New Mexico chile refers to the various types of chile peppers grown in New Mexico, primarily around the Rio Grande valley, with the Hatch Valley being the largest individual growing region. Although many farmers also grow varieties of chile such as jalapenos, typically we refer to Numex varieties as New Mexico chile. Numex varieties are developed at the Chile Pepper Institute, a part of New Mexico State University in Las Cruces. In addition to developing new varieties of chile peppers alongside local farmers, they also host a teaching garden, where you can go to learn about how to grow chile. In case you are buying green chile for the first time in a store, check out this guide to choosing good chile!

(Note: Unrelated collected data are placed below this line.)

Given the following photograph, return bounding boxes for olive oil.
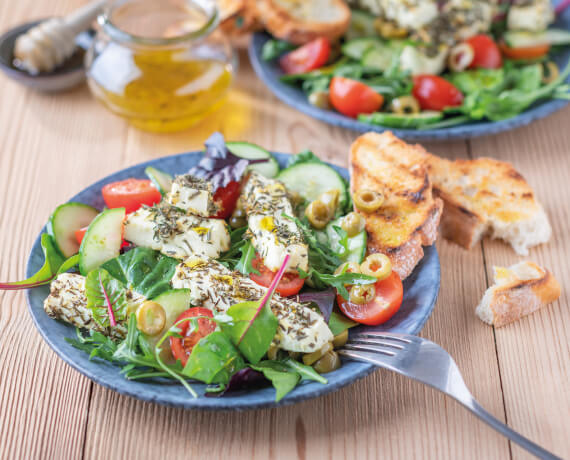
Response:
[88,46,232,132]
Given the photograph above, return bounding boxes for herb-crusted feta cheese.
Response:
[124,205,230,260]
[166,174,218,217]
[172,257,334,353]
[242,172,309,272]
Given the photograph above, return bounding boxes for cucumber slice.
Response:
[142,288,192,352]
[345,9,377,40]
[342,37,383,60]
[361,46,394,71]
[504,29,570,48]
[227,141,279,178]
[277,162,348,210]
[79,207,126,275]
[326,217,367,264]
[358,111,443,128]
[145,166,173,195]
[47,202,99,258]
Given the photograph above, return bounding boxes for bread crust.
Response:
[254,0,351,44]
[350,132,443,279]
[436,192,487,250]
[481,266,561,327]
[219,0,262,36]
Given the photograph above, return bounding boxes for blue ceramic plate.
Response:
[26,152,440,410]
[248,1,570,141]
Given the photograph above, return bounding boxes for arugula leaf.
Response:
[85,268,129,327]
[299,267,376,300]
[283,358,327,384]
[101,247,178,299]
[0,234,73,290]
[328,310,358,336]
[262,39,295,60]
[447,68,505,95]
[183,331,246,384]
[249,361,301,401]
[235,240,260,276]
[286,150,324,167]
[221,301,279,364]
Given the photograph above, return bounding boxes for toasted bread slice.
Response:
[425,156,551,255]
[476,262,561,327]
[350,132,443,279]
[218,0,262,36]
[255,0,351,44]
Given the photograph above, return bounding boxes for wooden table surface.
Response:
[1,1,569,459]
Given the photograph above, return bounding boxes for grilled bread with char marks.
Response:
[349,132,443,279]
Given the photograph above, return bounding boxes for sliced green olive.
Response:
[353,189,384,213]
[341,211,365,237]
[332,329,349,348]
[313,351,341,374]
[267,344,280,360]
[373,18,408,39]
[303,342,333,366]
[136,300,166,336]
[232,207,246,219]
[390,96,421,115]
[334,261,361,276]
[448,43,474,72]
[319,189,340,216]
[229,215,247,229]
[349,284,376,305]
[308,91,331,110]
[305,199,330,229]
[289,190,305,207]
[360,253,392,280]
[542,61,559,84]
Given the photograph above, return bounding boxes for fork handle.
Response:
[456,397,561,460]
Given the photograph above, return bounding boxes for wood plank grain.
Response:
[469,106,570,459]
[83,58,509,460]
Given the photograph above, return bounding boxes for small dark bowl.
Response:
[0,19,93,92]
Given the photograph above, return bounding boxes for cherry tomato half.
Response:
[329,77,384,118]
[169,307,216,367]
[466,34,502,69]
[279,37,331,74]
[412,75,464,111]
[499,42,550,60]
[212,181,241,219]
[336,271,403,326]
[250,254,305,297]
[102,179,162,214]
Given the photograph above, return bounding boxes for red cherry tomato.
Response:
[412,75,464,111]
[169,307,216,367]
[279,37,331,74]
[249,254,305,297]
[336,272,403,326]
[329,77,384,118]
[102,179,162,214]
[466,34,502,69]
[499,42,550,60]
[212,181,241,219]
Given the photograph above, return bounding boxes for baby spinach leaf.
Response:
[221,301,279,364]
[328,310,358,336]
[286,150,324,167]
[183,331,246,384]
[85,268,129,327]
[295,289,336,322]
[262,39,295,60]
[101,247,178,299]
[283,358,327,384]
[250,361,301,401]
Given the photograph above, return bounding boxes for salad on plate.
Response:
[4,133,406,401]
[262,0,570,129]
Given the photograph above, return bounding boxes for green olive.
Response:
[267,344,279,360]
[136,300,166,336]
[334,261,360,276]
[318,189,340,216]
[341,211,365,237]
[303,342,333,366]
[542,61,559,84]
[289,190,305,207]
[390,96,421,115]
[360,253,392,280]
[332,329,349,348]
[373,18,408,39]
[308,91,331,110]
[353,189,384,213]
[313,351,341,374]
[447,43,474,72]
[232,207,246,219]
[229,215,247,229]
[305,199,330,229]
[349,284,376,305]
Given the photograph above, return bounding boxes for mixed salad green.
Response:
[262,1,570,129]
[3,133,405,401]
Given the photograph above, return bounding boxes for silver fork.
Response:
[338,331,561,460]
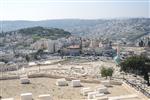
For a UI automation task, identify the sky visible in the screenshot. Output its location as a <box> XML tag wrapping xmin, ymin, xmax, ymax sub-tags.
<box><xmin>0</xmin><ymin>0</ymin><xmax>149</xmax><ymax>20</ymax></box>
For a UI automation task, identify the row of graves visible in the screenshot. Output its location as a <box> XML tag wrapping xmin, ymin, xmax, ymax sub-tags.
<box><xmin>2</xmin><ymin>79</ymin><xmax>140</xmax><ymax>100</ymax></box>
<box><xmin>56</xmin><ymin>78</ymin><xmax>145</xmax><ymax>100</ymax></box>
<box><xmin>1</xmin><ymin>68</ymin><xmax>144</xmax><ymax>100</ymax></box>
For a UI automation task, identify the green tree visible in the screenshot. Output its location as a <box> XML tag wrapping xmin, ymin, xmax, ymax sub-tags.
<box><xmin>101</xmin><ymin>67</ymin><xmax>114</xmax><ymax>79</ymax></box>
<box><xmin>58</xmin><ymin>48</ymin><xmax>64</xmax><ymax>59</ymax></box>
<box><xmin>120</xmin><ymin>55</ymin><xmax>150</xmax><ymax>86</ymax></box>
<box><xmin>33</xmin><ymin>49</ymin><xmax>44</xmax><ymax>60</ymax></box>
<box><xmin>25</xmin><ymin>55</ymin><xmax>30</xmax><ymax>62</ymax></box>
<box><xmin>139</xmin><ymin>40</ymin><xmax>144</xmax><ymax>47</ymax></box>
<box><xmin>0</xmin><ymin>59</ymin><xmax>8</xmax><ymax>63</ymax></box>
<box><xmin>34</xmin><ymin>54</ymin><xmax>38</xmax><ymax>60</ymax></box>
<box><xmin>148</xmin><ymin>40</ymin><xmax>150</xmax><ymax>47</ymax></box>
<box><xmin>101</xmin><ymin>67</ymin><xmax>107</xmax><ymax>79</ymax></box>
<box><xmin>107</xmin><ymin>68</ymin><xmax>114</xmax><ymax>79</ymax></box>
<box><xmin>37</xmin><ymin>49</ymin><xmax>44</xmax><ymax>55</ymax></box>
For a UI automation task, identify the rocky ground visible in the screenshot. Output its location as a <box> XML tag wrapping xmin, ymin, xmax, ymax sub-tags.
<box><xmin>0</xmin><ymin>78</ymin><xmax>137</xmax><ymax>100</ymax></box>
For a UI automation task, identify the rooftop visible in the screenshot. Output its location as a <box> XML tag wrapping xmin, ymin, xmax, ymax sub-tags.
<box><xmin>67</xmin><ymin>45</ymin><xmax>80</xmax><ymax>49</ymax></box>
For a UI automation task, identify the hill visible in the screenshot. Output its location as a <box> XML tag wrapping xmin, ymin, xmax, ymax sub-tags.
<box><xmin>1</xmin><ymin>18</ymin><xmax>150</xmax><ymax>41</ymax></box>
<box><xmin>2</xmin><ymin>26</ymin><xmax>71</xmax><ymax>41</ymax></box>
<box><xmin>17</xmin><ymin>26</ymin><xmax>71</xmax><ymax>40</ymax></box>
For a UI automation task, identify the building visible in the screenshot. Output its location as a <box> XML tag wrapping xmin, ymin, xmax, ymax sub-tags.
<box><xmin>31</xmin><ymin>39</ymin><xmax>58</xmax><ymax>53</ymax></box>
<box><xmin>63</xmin><ymin>45</ymin><xmax>81</xmax><ymax>56</ymax></box>
<box><xmin>31</xmin><ymin>38</ymin><xmax>48</xmax><ymax>50</ymax></box>
<box><xmin>47</xmin><ymin>40</ymin><xmax>56</xmax><ymax>53</ymax></box>
<box><xmin>89</xmin><ymin>39</ymin><xmax>100</xmax><ymax>48</ymax></box>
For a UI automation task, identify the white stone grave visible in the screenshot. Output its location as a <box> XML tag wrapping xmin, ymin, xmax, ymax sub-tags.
<box><xmin>80</xmin><ymin>87</ymin><xmax>93</xmax><ymax>96</ymax></box>
<box><xmin>20</xmin><ymin>93</ymin><xmax>32</xmax><ymax>100</ymax></box>
<box><xmin>56</xmin><ymin>78</ymin><xmax>68</xmax><ymax>86</ymax></box>
<box><xmin>38</xmin><ymin>94</ymin><xmax>52</xmax><ymax>100</ymax></box>
<box><xmin>1</xmin><ymin>98</ymin><xmax>14</xmax><ymax>100</ymax></box>
<box><xmin>101</xmin><ymin>80</ymin><xmax>111</xmax><ymax>87</ymax></box>
<box><xmin>71</xmin><ymin>80</ymin><xmax>81</xmax><ymax>87</ymax></box>
<box><xmin>96</xmin><ymin>87</ymin><xmax>108</xmax><ymax>94</ymax></box>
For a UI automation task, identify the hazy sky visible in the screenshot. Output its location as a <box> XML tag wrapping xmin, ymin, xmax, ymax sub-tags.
<box><xmin>0</xmin><ymin>0</ymin><xmax>149</xmax><ymax>20</ymax></box>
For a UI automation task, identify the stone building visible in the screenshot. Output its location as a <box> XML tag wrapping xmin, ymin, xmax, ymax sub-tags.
<box><xmin>63</xmin><ymin>45</ymin><xmax>81</xmax><ymax>56</ymax></box>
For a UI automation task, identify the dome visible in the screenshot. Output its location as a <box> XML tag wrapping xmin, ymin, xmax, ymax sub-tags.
<box><xmin>114</xmin><ymin>55</ymin><xmax>121</xmax><ymax>65</ymax></box>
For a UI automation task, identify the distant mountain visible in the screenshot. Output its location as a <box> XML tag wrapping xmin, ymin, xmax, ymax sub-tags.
<box><xmin>1</xmin><ymin>18</ymin><xmax>150</xmax><ymax>41</ymax></box>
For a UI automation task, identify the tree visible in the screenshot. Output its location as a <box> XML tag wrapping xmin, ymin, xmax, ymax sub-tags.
<box><xmin>37</xmin><ymin>49</ymin><xmax>44</xmax><ymax>55</ymax></box>
<box><xmin>33</xmin><ymin>53</ymin><xmax>39</xmax><ymax>60</ymax></box>
<box><xmin>107</xmin><ymin>68</ymin><xmax>114</xmax><ymax>79</ymax></box>
<box><xmin>120</xmin><ymin>55</ymin><xmax>150</xmax><ymax>86</ymax></box>
<box><xmin>101</xmin><ymin>67</ymin><xmax>114</xmax><ymax>79</ymax></box>
<box><xmin>25</xmin><ymin>55</ymin><xmax>30</xmax><ymax>62</ymax></box>
<box><xmin>33</xmin><ymin>49</ymin><xmax>44</xmax><ymax>60</ymax></box>
<box><xmin>0</xmin><ymin>59</ymin><xmax>8</xmax><ymax>63</ymax></box>
<box><xmin>148</xmin><ymin>40</ymin><xmax>150</xmax><ymax>47</ymax></box>
<box><xmin>58</xmin><ymin>48</ymin><xmax>64</xmax><ymax>59</ymax></box>
<box><xmin>139</xmin><ymin>40</ymin><xmax>144</xmax><ymax>47</ymax></box>
<box><xmin>101</xmin><ymin>67</ymin><xmax>107</xmax><ymax>79</ymax></box>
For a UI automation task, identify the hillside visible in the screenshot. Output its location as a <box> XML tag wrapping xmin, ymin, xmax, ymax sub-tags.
<box><xmin>4</xmin><ymin>26</ymin><xmax>71</xmax><ymax>40</ymax></box>
<box><xmin>1</xmin><ymin>18</ymin><xmax>150</xmax><ymax>41</ymax></box>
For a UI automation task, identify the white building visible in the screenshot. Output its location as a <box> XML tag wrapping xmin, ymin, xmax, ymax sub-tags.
<box><xmin>31</xmin><ymin>39</ymin><xmax>49</xmax><ymax>50</ymax></box>
<box><xmin>47</xmin><ymin>40</ymin><xmax>55</xmax><ymax>53</ymax></box>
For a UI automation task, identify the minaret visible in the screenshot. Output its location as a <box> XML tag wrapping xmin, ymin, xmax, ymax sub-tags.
<box><xmin>117</xmin><ymin>42</ymin><xmax>120</xmax><ymax>56</ymax></box>
<box><xmin>114</xmin><ymin>41</ymin><xmax>121</xmax><ymax>65</ymax></box>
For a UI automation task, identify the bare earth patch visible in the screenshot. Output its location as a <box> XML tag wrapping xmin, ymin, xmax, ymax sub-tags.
<box><xmin>0</xmin><ymin>78</ymin><xmax>143</xmax><ymax>100</ymax></box>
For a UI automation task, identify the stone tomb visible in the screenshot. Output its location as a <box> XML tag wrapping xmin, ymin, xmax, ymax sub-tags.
<box><xmin>71</xmin><ymin>80</ymin><xmax>81</xmax><ymax>87</ymax></box>
<box><xmin>38</xmin><ymin>94</ymin><xmax>52</xmax><ymax>100</ymax></box>
<box><xmin>56</xmin><ymin>78</ymin><xmax>68</xmax><ymax>86</ymax></box>
<box><xmin>20</xmin><ymin>93</ymin><xmax>32</xmax><ymax>100</ymax></box>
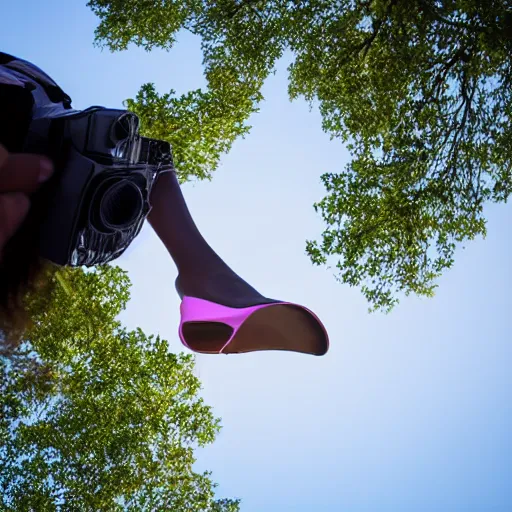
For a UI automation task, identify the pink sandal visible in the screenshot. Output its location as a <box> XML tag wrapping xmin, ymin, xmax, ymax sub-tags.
<box><xmin>179</xmin><ymin>296</ymin><xmax>329</xmax><ymax>356</ymax></box>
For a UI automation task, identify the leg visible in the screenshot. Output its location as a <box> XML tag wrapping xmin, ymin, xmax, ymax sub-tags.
<box><xmin>148</xmin><ymin>171</ymin><xmax>273</xmax><ymax>308</ymax></box>
<box><xmin>148</xmin><ymin>171</ymin><xmax>329</xmax><ymax>356</ymax></box>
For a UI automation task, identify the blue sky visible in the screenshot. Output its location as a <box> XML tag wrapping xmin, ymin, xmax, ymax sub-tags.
<box><xmin>2</xmin><ymin>2</ymin><xmax>512</xmax><ymax>511</ymax></box>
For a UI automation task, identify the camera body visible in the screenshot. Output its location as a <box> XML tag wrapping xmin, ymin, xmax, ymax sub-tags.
<box><xmin>0</xmin><ymin>52</ymin><xmax>174</xmax><ymax>266</ymax></box>
<box><xmin>26</xmin><ymin>106</ymin><xmax>173</xmax><ymax>266</ymax></box>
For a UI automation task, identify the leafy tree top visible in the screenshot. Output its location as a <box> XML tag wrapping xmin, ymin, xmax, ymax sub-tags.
<box><xmin>88</xmin><ymin>0</ymin><xmax>511</xmax><ymax>310</ymax></box>
<box><xmin>1</xmin><ymin>266</ymin><xmax>240</xmax><ymax>511</ymax></box>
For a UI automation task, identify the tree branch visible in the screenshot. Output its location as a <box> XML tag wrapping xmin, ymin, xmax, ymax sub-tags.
<box><xmin>419</xmin><ymin>0</ymin><xmax>486</xmax><ymax>32</ymax></box>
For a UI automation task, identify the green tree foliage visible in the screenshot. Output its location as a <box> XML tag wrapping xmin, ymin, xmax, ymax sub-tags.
<box><xmin>0</xmin><ymin>266</ymin><xmax>240</xmax><ymax>511</ymax></box>
<box><xmin>88</xmin><ymin>0</ymin><xmax>512</xmax><ymax>310</ymax></box>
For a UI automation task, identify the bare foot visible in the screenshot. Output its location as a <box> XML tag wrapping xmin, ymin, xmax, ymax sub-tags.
<box><xmin>175</xmin><ymin>267</ymin><xmax>277</xmax><ymax>308</ymax></box>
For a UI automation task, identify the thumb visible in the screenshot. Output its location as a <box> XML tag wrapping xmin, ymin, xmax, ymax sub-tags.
<box><xmin>0</xmin><ymin>193</ymin><xmax>30</xmax><ymax>257</ymax></box>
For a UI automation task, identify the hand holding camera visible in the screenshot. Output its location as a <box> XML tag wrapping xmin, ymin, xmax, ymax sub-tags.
<box><xmin>0</xmin><ymin>144</ymin><xmax>53</xmax><ymax>259</ymax></box>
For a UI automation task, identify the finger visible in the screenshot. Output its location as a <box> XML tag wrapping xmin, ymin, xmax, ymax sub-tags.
<box><xmin>0</xmin><ymin>192</ymin><xmax>30</xmax><ymax>253</ymax></box>
<box><xmin>0</xmin><ymin>146</ymin><xmax>54</xmax><ymax>193</ymax></box>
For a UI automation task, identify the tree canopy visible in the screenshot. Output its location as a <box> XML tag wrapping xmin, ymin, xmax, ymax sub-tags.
<box><xmin>88</xmin><ymin>0</ymin><xmax>512</xmax><ymax>310</ymax></box>
<box><xmin>0</xmin><ymin>265</ymin><xmax>240</xmax><ymax>511</ymax></box>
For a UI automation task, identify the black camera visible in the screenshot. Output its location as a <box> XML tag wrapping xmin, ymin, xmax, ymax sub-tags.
<box><xmin>0</xmin><ymin>52</ymin><xmax>174</xmax><ymax>266</ymax></box>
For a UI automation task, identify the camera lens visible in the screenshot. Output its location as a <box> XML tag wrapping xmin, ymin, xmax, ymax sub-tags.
<box><xmin>90</xmin><ymin>179</ymin><xmax>144</xmax><ymax>232</ymax></box>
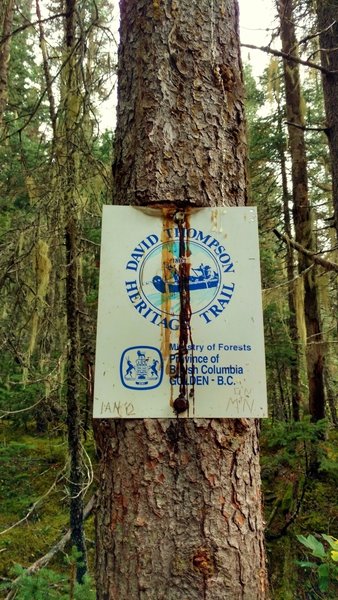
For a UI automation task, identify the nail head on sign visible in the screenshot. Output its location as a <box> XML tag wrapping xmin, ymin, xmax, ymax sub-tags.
<box><xmin>173</xmin><ymin>393</ymin><xmax>189</xmax><ymax>415</ymax></box>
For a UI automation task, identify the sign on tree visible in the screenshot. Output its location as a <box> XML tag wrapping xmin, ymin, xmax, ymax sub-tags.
<box><xmin>94</xmin><ymin>206</ymin><xmax>267</xmax><ymax>418</ymax></box>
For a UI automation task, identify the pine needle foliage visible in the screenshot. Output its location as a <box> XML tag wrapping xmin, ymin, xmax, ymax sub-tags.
<box><xmin>1</xmin><ymin>564</ymin><xmax>96</xmax><ymax>599</ymax></box>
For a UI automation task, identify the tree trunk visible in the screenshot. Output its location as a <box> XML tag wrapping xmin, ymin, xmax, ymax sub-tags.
<box><xmin>63</xmin><ymin>0</ymin><xmax>87</xmax><ymax>582</ymax></box>
<box><xmin>278</xmin><ymin>0</ymin><xmax>326</xmax><ymax>422</ymax></box>
<box><xmin>35</xmin><ymin>0</ymin><xmax>57</xmax><ymax>140</ymax></box>
<box><xmin>0</xmin><ymin>0</ymin><xmax>14</xmax><ymax>127</ymax></box>
<box><xmin>94</xmin><ymin>1</ymin><xmax>268</xmax><ymax>599</ymax></box>
<box><xmin>278</xmin><ymin>128</ymin><xmax>301</xmax><ymax>421</ymax></box>
<box><xmin>112</xmin><ymin>0</ymin><xmax>248</xmax><ymax>206</ymax></box>
<box><xmin>316</xmin><ymin>0</ymin><xmax>338</xmax><ymax>237</ymax></box>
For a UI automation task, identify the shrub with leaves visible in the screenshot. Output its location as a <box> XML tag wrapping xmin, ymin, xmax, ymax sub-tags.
<box><xmin>297</xmin><ymin>534</ymin><xmax>338</xmax><ymax>597</ymax></box>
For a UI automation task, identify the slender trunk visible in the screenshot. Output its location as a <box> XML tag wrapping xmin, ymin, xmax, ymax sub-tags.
<box><xmin>269</xmin><ymin>321</ymin><xmax>289</xmax><ymax>421</ymax></box>
<box><xmin>0</xmin><ymin>0</ymin><xmax>14</xmax><ymax>127</ymax></box>
<box><xmin>63</xmin><ymin>0</ymin><xmax>87</xmax><ymax>582</ymax></box>
<box><xmin>278</xmin><ymin>0</ymin><xmax>325</xmax><ymax>422</ymax></box>
<box><xmin>279</xmin><ymin>130</ymin><xmax>301</xmax><ymax>420</ymax></box>
<box><xmin>65</xmin><ymin>220</ymin><xmax>87</xmax><ymax>583</ymax></box>
<box><xmin>316</xmin><ymin>0</ymin><xmax>338</xmax><ymax>237</ymax></box>
<box><xmin>322</xmin><ymin>234</ymin><xmax>338</xmax><ymax>427</ymax></box>
<box><xmin>315</xmin><ymin>1</ymin><xmax>338</xmax><ymax>424</ymax></box>
<box><xmin>94</xmin><ymin>1</ymin><xmax>268</xmax><ymax>599</ymax></box>
<box><xmin>35</xmin><ymin>0</ymin><xmax>57</xmax><ymax>140</ymax></box>
<box><xmin>325</xmin><ymin>364</ymin><xmax>338</xmax><ymax>426</ymax></box>
<box><xmin>276</xmin><ymin>361</ymin><xmax>289</xmax><ymax>421</ymax></box>
<box><xmin>79</xmin><ymin>275</ymin><xmax>95</xmax><ymax>437</ymax></box>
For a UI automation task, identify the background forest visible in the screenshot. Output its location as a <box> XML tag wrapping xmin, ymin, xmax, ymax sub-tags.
<box><xmin>0</xmin><ymin>0</ymin><xmax>337</xmax><ymax>599</ymax></box>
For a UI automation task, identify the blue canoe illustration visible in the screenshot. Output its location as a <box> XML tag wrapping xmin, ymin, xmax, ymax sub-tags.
<box><xmin>152</xmin><ymin>265</ymin><xmax>219</xmax><ymax>294</ymax></box>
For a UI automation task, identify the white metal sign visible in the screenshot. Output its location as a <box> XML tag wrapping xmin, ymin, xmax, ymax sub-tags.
<box><xmin>93</xmin><ymin>206</ymin><xmax>267</xmax><ymax>418</ymax></box>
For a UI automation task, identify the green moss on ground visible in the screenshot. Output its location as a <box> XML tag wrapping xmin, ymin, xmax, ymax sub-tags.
<box><xmin>0</xmin><ymin>424</ymin><xmax>96</xmax><ymax>586</ymax></box>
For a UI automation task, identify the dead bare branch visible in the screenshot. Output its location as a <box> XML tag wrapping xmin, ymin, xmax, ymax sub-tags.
<box><xmin>285</xmin><ymin>120</ymin><xmax>329</xmax><ymax>133</ymax></box>
<box><xmin>273</xmin><ymin>229</ymin><xmax>338</xmax><ymax>273</ymax></box>
<box><xmin>0</xmin><ymin>13</ymin><xmax>66</xmax><ymax>46</ymax></box>
<box><xmin>241</xmin><ymin>42</ymin><xmax>336</xmax><ymax>75</ymax></box>
<box><xmin>0</xmin><ymin>464</ymin><xmax>66</xmax><ymax>536</ymax></box>
<box><xmin>296</xmin><ymin>20</ymin><xmax>336</xmax><ymax>49</ymax></box>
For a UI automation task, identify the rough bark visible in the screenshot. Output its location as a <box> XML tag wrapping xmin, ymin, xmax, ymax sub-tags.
<box><xmin>0</xmin><ymin>0</ymin><xmax>14</xmax><ymax>127</ymax></box>
<box><xmin>95</xmin><ymin>1</ymin><xmax>268</xmax><ymax>599</ymax></box>
<box><xmin>113</xmin><ymin>0</ymin><xmax>248</xmax><ymax>208</ymax></box>
<box><xmin>316</xmin><ymin>0</ymin><xmax>338</xmax><ymax>237</ymax></box>
<box><xmin>278</xmin><ymin>0</ymin><xmax>326</xmax><ymax>422</ymax></box>
<box><xmin>95</xmin><ymin>419</ymin><xmax>267</xmax><ymax>600</ymax></box>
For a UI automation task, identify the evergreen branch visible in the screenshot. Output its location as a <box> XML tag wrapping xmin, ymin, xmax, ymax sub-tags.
<box><xmin>241</xmin><ymin>42</ymin><xmax>335</xmax><ymax>75</ymax></box>
<box><xmin>0</xmin><ymin>39</ymin><xmax>79</xmax><ymax>142</ymax></box>
<box><xmin>0</xmin><ymin>17</ymin><xmax>100</xmax><ymax>143</ymax></box>
<box><xmin>273</xmin><ymin>229</ymin><xmax>338</xmax><ymax>273</ymax></box>
<box><xmin>4</xmin><ymin>495</ymin><xmax>96</xmax><ymax>600</ymax></box>
<box><xmin>266</xmin><ymin>498</ymin><xmax>281</xmax><ymax>530</ymax></box>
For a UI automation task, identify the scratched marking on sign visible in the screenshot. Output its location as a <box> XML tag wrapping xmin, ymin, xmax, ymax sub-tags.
<box><xmin>100</xmin><ymin>401</ymin><xmax>136</xmax><ymax>417</ymax></box>
<box><xmin>226</xmin><ymin>387</ymin><xmax>255</xmax><ymax>413</ymax></box>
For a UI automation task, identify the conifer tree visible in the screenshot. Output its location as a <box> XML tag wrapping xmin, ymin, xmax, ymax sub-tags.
<box><xmin>316</xmin><ymin>0</ymin><xmax>338</xmax><ymax>237</ymax></box>
<box><xmin>94</xmin><ymin>2</ymin><xmax>268</xmax><ymax>598</ymax></box>
<box><xmin>0</xmin><ymin>0</ymin><xmax>14</xmax><ymax>127</ymax></box>
<box><xmin>278</xmin><ymin>0</ymin><xmax>326</xmax><ymax>423</ymax></box>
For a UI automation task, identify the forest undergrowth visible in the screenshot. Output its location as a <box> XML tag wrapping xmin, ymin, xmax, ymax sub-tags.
<box><xmin>0</xmin><ymin>419</ymin><xmax>337</xmax><ymax>599</ymax></box>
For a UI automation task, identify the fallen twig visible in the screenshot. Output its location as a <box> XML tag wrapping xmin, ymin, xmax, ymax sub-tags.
<box><xmin>0</xmin><ymin>465</ymin><xmax>67</xmax><ymax>536</ymax></box>
<box><xmin>4</xmin><ymin>494</ymin><xmax>96</xmax><ymax>600</ymax></box>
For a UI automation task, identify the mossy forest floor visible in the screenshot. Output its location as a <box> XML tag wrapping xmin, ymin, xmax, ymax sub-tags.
<box><xmin>0</xmin><ymin>420</ymin><xmax>337</xmax><ymax>599</ymax></box>
<box><xmin>0</xmin><ymin>423</ymin><xmax>96</xmax><ymax>598</ymax></box>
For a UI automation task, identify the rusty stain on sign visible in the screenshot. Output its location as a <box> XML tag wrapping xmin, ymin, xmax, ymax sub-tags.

Is it Hatch chile or New Mexico chile?
The answer to this question primarily depends on who you ask. Hatch is known as the chile capital of the world for a reason. Although it is a small town of only about 1,000 people, it is almost entirely dedicated to chile production and sales. The town really comes alive during the chile season, then slips into a quiet slumber once the harvest season is done. Hatch chile is certainly more easy to say than New Mexico chile, but there are many great chile growing regions around New Mexico. For this region, we primarily use the term New Mexico chile, as Hatch chile is quite specific, and not always the best chile available in New Mexico, depending on what stage of the chile season it is.
How to use New Mexico chile?
In New Mexico, we use our chile for almost every meal, from breakfast to a midnight snack. People buy different heat levels of chile based on their spice preference, then roast them and stick them in freezer bags to use throughout the rest of the year. Another popular way of storing roasted chile is to dry it, whether by the sun or using a dehydrator. Chile pasado is what this type of chile is called, and it is a great addition to green chile sauces and stews. Many people like making green chile sauce, but simply chopping roasted chile and using it as a topping works great too! With dried red chile pods, it is typically destemmed and deseeded, then boiled and blended. This red sauce is a favorite for making enchiladas.
What makes New Mexican chile special?
The growing regions are wonderfully suited to grow chile peppers, but what makes our chiles in New Mexico so unique is the flavor and size. They have a nice herbal earthy flavor, that really comes together when roasted. Chile varieties in New Mexico are also typically bigger than anywhere else in the world, with Big Jim, a medium heat variety, holding the record for largest chili pepper in the world. Because of the size and lack of insane heat, it is perfect for chile focused dishes, such as chile rellenos. In the world, many cuisines enjoy their spice, but nowhere uses chile as much as New Mexico. The question, “red or green?” is our state question for a reason, as it will be asked at nearly every New Mexican restaurant every day. Although I don’t have data, I imaging the average New Mexican eats chile with 2 meals a day, and eating green or red New Mexico chile with every single meal is not unusual at all.